Undergraduates Pursue Community-Engaged Research through Fellowships
Mutually-beneficial partnerships in healthcare, the sciences, environmental studies and the arts bring creativity and collaboration to the forefront of students’ experience.
By Jenny Pedraza
Over the course of the summer, four undergraduate Virginia Commonwealth University students have gained experience in community-engaged research (CEnR) through the The Undergraduate Research Opportunities Program (UROP). In partnership with the Office of the Provost, the Center for Community Engagement and Impact (CEI) funds the fellowships in order to contribute to students’ disciplines and strengthen the well-being of the community through collaborative community-engaged research.
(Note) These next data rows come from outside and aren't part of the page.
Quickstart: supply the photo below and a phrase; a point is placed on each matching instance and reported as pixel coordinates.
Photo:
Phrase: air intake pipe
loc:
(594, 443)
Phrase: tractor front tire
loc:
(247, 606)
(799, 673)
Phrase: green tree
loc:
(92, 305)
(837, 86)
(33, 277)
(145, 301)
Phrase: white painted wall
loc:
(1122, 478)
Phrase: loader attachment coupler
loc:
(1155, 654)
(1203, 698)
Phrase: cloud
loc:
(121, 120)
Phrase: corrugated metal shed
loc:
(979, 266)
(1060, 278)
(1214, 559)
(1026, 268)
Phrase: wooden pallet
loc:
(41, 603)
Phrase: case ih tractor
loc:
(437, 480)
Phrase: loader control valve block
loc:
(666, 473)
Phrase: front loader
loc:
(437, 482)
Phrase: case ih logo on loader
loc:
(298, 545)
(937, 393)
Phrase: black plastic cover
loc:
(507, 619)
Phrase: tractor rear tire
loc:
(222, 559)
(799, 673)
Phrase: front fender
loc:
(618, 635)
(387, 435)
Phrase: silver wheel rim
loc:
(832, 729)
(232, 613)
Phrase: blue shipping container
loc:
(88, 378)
Amanda Hall, Ph.D., director of community-engaged research and special projects in the CEI, refers to the university’s ONEVCU research strategic plan to “enrich the human experience and advance human health through creative, collaborative and community-engaged research” when stressing the importance of the student fellowships.
“In order to embrace this mission, we need to begin at the undergraduate level and create pathways that are equitable, accessible and inclusive – and community-engaged research is a perfect opportunity for that,” Hall said. “As a public institution for the public good, everything we do has a public purpose, and we must impart that to our students through opportunity and hands-on experience.”
Since 2014, 21 CEnR UROP fellowships have been awarded. The CEI holds an orientation training every year in May for the fellows, providing an overview of community-engaged research best practices. Topics in the training include an overview of CEnR, partnership development, methods and analysis and dissemination. Additional resources and support are also provided.
Students partner with a faculty mentor to complete a summer research project; students receive $1,500 each, and their faculty mentors receive $500.
The 2020 CEnR UROP fellows are:
- Junior Sara Debab, science major, and Dina Garcia, PhD., assistant professor in the Dept. of Health Behavior and Policy, School of Medicine. Their research involves determining community readiness to initiate efforts to address the health needs of Latinx in the Galax, Va. region.
- Senior Jessie Feng, biology/chemistry double major with a minor in psychology, and Amanda Hall, PhD., director of community-engaged research and special projects in the CEI. Their research involves exploring possible areas of medical mis/distrust between VCU Health Systems and the Richmond community.
- Senior Elijah Scaparo, arts sculpture major with an environmental studies minor, and Lily Cox-Richard, assistant professor, VCUarts. Their research involves establishing permaculture as a space for community gathering, organizing and education surrounding native flora.
- Senior Kayla Seabolt, music education-choral major, and Erin Freeman, director of choral activities in the Dept. of Music, VCUarts. Their research involves a project related to the Recovery Ally Choir.
Herbert Hill, director of undergraduate research and creative inquiry in the Office of Academic Affairs, said students and their mentors have been able to continue their research projects despite the challenges of the pandemic and current social unrest. He said even teams that lost access to their labs or research spaces were able to adapt and pivot, showing extraordinary courage and commitment.
UROP fellows present their research each spring at the Poster Symposium for Undergraduate Research. Due to COVID-19, last spring’s event was moved to the fall and now has been re-imagined in a virtual format. The 2020 Undergraduate Research Poster Showcase website allows students to display their research posters, receive some much-deserved recognition and give the community easy access to the research.
“After working in support of student researchers for ten years now, the trait that characterizes them all across their diverse demographics, majors and projects is their persistence and grit,” Hill said. “I think that students sometimes are under the misimpression that research is reserved for the very smartest, or those with the highest GPAs, or only STEM majors – and that’s just not the case. The students who do well with a research experience are those who are able to persist through challenges and setbacks. Those who are able to pivot from adversity and find innovative ways to respond to it positively. If there is a secret to success in research, that is it.”